Nio (NYSE:NIO) enjoyed a snapback from $2.50 and back to the $3.26 recent close, thanks to Tesla (NASDAQ:TSLA). But with a $3.5-billion valuation and the stock at 3.3 times sales, the bounce may prove temporary.

Tesla reported second-quarter production of 87,048 and vehicle deliveries of 95,200. Orders exceeded deliveries, so as the company enters Q3, its order backlog will increase. The news brought hope for Nio, whose sales in China are sluggish. In May, Nio reported weaker demand and laid off 70 staff as it closed its Silicon Valley location. It will still keep its North American office, which has 600 employees.

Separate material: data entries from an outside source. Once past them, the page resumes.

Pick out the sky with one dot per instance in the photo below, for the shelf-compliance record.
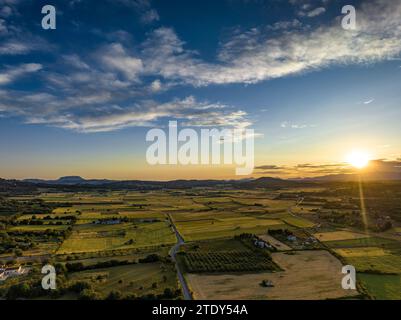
(79, 100)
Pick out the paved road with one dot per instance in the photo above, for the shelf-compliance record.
(173, 254)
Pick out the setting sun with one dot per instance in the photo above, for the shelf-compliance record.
(358, 159)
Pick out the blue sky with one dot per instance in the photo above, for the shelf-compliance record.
(80, 99)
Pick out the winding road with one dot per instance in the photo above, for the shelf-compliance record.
(173, 253)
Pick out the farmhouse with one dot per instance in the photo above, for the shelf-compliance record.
(108, 222)
(262, 244)
(11, 272)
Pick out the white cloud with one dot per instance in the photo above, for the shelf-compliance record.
(116, 58)
(287, 124)
(257, 55)
(313, 13)
(12, 73)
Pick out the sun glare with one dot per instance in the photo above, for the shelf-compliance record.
(358, 159)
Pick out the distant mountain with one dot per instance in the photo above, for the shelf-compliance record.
(70, 180)
(366, 176)
(264, 182)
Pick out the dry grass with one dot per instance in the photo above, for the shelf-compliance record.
(273, 241)
(308, 275)
(339, 235)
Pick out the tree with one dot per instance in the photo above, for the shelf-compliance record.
(114, 295)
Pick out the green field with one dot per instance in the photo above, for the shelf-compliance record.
(298, 222)
(231, 255)
(203, 229)
(91, 238)
(382, 287)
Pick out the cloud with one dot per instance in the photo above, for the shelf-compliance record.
(379, 166)
(257, 55)
(99, 116)
(150, 16)
(11, 73)
(112, 86)
(313, 13)
(269, 167)
(287, 124)
(115, 58)
(147, 14)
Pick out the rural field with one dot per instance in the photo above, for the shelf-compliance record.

To recharge sales momentum, Nio needs China introducing fresh new incentives. Without a tax break, sales will stall, even as Nio introduces new, higher-end models to the market. The luxury EV is sensitive to prices. As U.S./China trade relations suffer, so too will demand for Nio vehicles.

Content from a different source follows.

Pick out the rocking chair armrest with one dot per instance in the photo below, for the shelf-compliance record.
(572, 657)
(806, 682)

Nio’s Catalyst: Tax Exemption in China
Nio’s business health is not a function of Tesla’s positive sales momentum. It relies exclusively on the Chinese markets and is dependent on tax exemptions. So, the new energy vehicle tax exemption announced on July 2 could spur Nio unit sales. The NEV is effective from Jan 1, 2018, to Dec 31, 2020. This should help drive a rebound in demand for Nio vehicles.